Guillaume Édouard Marie Dubufe (16 May 1853, Paris - 25 May 1909, at sea, near Buenos Aires) was a French painter, decorator and illustrator.

== Biography ==
His father Édouard was a painter and his mother Juliette Dubufe (the daughter of composer Pierre-Joseph-Guillaume Zimmermann) was a sculptor. His grandfather, Claude, was also a painter and Charles Gounod was his uncle. Sadly, his mother died while giving birth to his sister Hortense when he was only two.

As might be expected, he received his first art lessons from his father, then pursued his studies at the École des Beaux-Arts under Alexis-Joseph Mazerolle. His first major commission involved decorating the ceiling of the foyer at the Comédie-Française

When not staying at their mansion in Paris, his family (he had five children) stayed at their villa in Anacapri on the Isle of Capri, where he painted scenes of his home that would be exhibited in 1906 at the Georges Petit Gallery. From 1888 to 1890, he produced a series of paintings featuring the Virgin Mary. During the 1890s, he decorated the ceilings of the Lobau Gallery at the Hôtel de Ville, the banquet hall at the Élysée Palace and the library at the Sorbonne. In 1896, he designed and produced the décor for the "Salon National des Beaux-Arts". Four years later, he was one of several artists who provided decorations for Le Train Bleu, a famous restaurant near the Gare de Lyon.

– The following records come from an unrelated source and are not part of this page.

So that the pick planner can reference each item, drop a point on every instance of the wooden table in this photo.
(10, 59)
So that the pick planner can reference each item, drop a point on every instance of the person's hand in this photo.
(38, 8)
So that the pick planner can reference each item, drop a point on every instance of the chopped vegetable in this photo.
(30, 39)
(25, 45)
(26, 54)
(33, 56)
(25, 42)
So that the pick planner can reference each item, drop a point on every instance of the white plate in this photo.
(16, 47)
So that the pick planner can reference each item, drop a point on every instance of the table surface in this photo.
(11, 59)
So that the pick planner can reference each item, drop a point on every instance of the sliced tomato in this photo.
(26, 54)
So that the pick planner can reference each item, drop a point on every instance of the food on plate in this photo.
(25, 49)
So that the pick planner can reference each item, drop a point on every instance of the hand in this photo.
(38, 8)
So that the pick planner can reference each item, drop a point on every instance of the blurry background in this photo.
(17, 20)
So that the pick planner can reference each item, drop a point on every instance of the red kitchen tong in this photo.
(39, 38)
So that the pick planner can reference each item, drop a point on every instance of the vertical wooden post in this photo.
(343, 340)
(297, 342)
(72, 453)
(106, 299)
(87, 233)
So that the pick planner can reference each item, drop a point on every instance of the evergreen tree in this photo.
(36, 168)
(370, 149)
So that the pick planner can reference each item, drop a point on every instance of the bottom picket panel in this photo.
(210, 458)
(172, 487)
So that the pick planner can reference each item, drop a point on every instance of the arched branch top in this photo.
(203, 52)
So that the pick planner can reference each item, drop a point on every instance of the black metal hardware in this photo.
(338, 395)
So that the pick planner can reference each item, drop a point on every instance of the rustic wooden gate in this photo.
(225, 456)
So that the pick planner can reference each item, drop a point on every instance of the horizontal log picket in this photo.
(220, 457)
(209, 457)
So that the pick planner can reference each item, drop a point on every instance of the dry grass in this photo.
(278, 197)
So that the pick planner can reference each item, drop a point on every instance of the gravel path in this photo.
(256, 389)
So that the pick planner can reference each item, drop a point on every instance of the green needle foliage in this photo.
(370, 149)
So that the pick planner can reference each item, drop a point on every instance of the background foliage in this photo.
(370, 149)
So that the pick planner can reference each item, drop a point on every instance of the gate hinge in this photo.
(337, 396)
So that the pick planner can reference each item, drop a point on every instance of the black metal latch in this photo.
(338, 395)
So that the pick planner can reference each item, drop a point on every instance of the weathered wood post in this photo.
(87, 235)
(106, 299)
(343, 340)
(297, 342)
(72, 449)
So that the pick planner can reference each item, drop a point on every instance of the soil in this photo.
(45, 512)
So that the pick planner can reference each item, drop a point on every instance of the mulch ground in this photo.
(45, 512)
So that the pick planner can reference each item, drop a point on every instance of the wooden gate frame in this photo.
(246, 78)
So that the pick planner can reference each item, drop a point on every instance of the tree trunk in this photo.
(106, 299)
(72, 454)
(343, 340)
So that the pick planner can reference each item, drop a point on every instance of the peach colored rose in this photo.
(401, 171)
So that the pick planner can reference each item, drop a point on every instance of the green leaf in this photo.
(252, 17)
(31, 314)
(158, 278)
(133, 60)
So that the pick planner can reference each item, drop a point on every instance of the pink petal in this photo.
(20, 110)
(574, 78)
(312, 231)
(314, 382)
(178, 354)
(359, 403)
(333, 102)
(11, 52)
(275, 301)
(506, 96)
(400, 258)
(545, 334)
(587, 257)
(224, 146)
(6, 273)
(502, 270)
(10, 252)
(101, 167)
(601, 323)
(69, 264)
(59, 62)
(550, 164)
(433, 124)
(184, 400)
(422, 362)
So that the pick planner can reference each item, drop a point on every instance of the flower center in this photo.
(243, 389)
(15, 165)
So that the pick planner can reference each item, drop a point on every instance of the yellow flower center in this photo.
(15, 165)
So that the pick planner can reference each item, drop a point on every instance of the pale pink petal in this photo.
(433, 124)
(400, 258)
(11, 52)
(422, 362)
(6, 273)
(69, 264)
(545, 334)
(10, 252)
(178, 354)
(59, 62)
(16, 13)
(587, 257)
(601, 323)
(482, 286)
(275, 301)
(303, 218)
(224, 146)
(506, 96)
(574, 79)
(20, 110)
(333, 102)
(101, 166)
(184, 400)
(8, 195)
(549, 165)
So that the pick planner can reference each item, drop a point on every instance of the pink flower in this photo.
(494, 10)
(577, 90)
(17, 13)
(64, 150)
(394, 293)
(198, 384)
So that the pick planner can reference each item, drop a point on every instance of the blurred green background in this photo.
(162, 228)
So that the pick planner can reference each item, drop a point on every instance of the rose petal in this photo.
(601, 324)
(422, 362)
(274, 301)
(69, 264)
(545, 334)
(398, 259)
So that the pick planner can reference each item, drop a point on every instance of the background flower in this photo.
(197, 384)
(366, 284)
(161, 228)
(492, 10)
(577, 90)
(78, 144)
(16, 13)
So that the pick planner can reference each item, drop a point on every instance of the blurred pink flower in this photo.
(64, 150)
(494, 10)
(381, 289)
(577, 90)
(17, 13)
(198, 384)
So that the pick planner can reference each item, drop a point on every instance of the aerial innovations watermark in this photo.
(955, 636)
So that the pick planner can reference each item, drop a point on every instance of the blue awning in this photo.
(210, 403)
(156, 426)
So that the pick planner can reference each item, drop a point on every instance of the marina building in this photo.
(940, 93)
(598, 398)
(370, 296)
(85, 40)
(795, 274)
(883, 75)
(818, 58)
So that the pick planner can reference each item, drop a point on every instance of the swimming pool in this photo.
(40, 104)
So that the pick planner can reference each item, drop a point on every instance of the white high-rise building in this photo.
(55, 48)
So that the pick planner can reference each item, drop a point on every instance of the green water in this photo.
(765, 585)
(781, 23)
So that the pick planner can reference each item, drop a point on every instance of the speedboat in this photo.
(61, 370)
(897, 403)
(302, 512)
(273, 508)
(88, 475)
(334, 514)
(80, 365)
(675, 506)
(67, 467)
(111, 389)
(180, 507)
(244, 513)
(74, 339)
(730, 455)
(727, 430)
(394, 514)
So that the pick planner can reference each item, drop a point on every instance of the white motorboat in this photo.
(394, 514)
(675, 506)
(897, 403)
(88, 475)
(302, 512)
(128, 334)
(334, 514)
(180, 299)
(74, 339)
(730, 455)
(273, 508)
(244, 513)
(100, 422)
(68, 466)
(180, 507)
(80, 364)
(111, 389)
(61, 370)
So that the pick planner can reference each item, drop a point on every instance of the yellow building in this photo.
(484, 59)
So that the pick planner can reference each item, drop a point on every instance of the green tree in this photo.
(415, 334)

From 1906 to 1909, he and Édouard Rosset-Granger decorated the Town Hall of Saint-Mandé. He also illustrated several works by the French dramatist Émile Augier.

He died at sea. His friend, the sculptor Albert Bartholomé provided the bas-relief for his memorial at Père Lachaise cemetery. In 1921, his mansion in Paris was acquired by Marie Henner, who turned it into a museum. It was donated to the French government in 1926, and is now known as the Musée national Jean-Jacques Henner.

His daughter Juliette Dubufe-Wehrlé, also became a painter.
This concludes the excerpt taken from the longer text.